After test with commit ("887371066039011144b4a94af97d9328df6869a2 PM:
runtime: Fix supplier device management during consumer probe") past weeks,
The supplier still suspend when consumer is active "after"
pm_runtime_put_suppliers.
Do you have any idea about that?
Well, this means that the consumer probe doesn't bump up the
supplier's PM-runtime usage counter as appropriate.

You need to tell me more about what happens during the consumer probe.
Which driver is this?

Hi Rafael,

I have the same idea with you. But I still don't know how it could happen.

It is upstream ufs driver in scsi system.
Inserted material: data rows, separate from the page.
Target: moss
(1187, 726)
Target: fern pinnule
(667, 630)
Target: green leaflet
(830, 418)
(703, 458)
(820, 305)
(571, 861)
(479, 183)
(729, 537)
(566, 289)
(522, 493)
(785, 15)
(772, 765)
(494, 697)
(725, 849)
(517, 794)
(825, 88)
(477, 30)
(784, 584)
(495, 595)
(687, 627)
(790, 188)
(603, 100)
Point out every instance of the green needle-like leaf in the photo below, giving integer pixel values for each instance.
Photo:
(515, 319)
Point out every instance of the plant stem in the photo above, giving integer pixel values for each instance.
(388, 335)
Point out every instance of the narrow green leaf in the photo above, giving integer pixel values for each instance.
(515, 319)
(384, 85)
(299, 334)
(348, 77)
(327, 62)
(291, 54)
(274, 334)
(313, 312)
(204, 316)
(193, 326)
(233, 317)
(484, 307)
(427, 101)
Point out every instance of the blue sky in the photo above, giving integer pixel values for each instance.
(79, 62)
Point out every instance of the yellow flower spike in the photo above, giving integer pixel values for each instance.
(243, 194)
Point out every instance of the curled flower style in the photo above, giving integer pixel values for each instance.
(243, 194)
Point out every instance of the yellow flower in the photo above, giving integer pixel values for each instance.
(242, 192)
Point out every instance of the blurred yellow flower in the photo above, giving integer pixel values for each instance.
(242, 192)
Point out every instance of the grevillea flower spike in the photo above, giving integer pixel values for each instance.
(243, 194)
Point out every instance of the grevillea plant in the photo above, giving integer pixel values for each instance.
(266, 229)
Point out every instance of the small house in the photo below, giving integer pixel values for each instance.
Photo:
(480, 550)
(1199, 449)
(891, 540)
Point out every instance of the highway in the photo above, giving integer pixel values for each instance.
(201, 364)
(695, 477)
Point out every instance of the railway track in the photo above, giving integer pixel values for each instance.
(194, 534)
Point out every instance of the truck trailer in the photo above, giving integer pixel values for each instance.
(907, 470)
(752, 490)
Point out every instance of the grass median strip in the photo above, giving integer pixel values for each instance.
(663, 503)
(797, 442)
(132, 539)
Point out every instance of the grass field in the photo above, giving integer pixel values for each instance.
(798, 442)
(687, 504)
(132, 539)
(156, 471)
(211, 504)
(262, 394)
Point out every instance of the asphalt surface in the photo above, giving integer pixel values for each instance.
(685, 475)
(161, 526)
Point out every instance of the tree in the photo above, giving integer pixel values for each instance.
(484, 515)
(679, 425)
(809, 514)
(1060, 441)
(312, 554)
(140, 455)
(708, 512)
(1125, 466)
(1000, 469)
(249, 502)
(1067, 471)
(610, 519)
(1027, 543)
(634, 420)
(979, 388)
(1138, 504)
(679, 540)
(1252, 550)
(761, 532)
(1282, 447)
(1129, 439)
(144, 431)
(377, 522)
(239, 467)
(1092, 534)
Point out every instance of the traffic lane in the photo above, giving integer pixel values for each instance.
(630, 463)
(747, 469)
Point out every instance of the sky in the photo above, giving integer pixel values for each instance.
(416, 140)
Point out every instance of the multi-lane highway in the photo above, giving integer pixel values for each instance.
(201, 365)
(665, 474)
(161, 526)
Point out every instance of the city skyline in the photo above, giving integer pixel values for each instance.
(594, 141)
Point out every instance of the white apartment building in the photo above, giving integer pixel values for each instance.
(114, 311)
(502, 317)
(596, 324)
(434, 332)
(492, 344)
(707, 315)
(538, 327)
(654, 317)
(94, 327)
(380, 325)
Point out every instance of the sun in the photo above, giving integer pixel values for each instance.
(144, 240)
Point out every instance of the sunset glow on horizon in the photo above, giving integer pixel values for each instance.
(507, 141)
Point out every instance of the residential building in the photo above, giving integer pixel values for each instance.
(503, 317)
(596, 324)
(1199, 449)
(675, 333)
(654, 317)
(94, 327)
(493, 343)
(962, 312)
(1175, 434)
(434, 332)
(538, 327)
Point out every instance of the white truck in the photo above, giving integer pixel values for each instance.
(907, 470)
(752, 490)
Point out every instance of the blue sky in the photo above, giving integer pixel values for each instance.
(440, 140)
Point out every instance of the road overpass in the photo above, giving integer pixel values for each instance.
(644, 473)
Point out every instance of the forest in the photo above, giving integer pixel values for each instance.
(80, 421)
Here is call flow
do_scan_async (process 1)
    do_scsi_scan_host
        scsi_scan_host_selected
            scsi_scan_channel
                __scsi_scan_target
                    scsi_probe_and_add_lun
                        scsi_alloc_sdev
                            slave_alloc     -> setup link
                        scsi_add_lun
                            slave_configure    -> enable rpm
                            scsi_sysfs_add_sdev
                                scsi_autopm_get_device    <- get runtime pm
                                device_add                <- invoke sd_probe in process 2
                                scsi_autopm_put_device    <- put runtime pm, point 1

driver_probe_device (process 2)
    __driver_probe_device
        pm_runtime_get_suppliers
            really_probe
                sd_probe
                    scsi_autopm_get_device                <- get runtime pm, point 2
                    pm_runtime_set_autosuspend_delay    <- set rpm delay to 2s
                    scsi_autopm_put_device                <- put runtime pm
        pm_runtime_put_suppliers                        <- (link->rpm_active = 1)

After process 1 call scsi_autopm_put_device(point 1) let consumer enter suspend,
process 2 call scsi_autopm_get_device(point 2) may have chance resume consumer but not
bump up the supplier's PM-runtime usage counter as appropriate.

Thanks.
Peter